Were the book to be published solely in the US, the Royals would have little chance of legal retaliation as their freedom of speech laws are so strong. Experts said that as it was also being published in the UK, the Duke's team would be foolish not to run anything of legal concern past Buckingham Palace, but it is unlikely they will be inclined to edit the tome to suit them. Similarly, Buckingham Palace might feel that a complaint about any one observation might suggest it was giving tacit approval to everything else.
Since George Clooney is bringing Moehringer's memoir to the screen, and the A-lister is also a friend of the Sussexes – he and Amal attended their wedding, and gave Meghan a lift back to America on their private jet after Archie's baby shower – it has been claimed that he connected Moehringer and Prince Harry, although sources denied this was the case.

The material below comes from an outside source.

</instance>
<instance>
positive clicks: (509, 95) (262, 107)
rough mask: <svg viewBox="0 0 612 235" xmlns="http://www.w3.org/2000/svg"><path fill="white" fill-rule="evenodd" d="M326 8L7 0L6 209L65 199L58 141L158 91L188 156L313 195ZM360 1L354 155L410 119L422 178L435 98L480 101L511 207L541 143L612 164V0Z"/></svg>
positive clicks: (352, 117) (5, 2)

The recommendation may also have come from someone at Netflix: the Sussexes have a reported £100 million deal with the streaming service, and Netflix has optioned the film rights to Shoe Dog.
However it came about, it's bad news for anyone hoping that the Royal rift will be repaired any time soon. Nothing is off the table, according to Prince Harry's description of this "honest and captivating personal portrait" – not his childhood, public duties, military service or family life. That's exactly the kind of outspokenness, with the Prince trumpeting his side of the story, that should horrify the Royal family.
But it's great news for the rest of us. With Moehringer at the helm, this memoir should be teeming with headline-making scoops. As Agassi said of the explosive Open: "The truth is always surprising."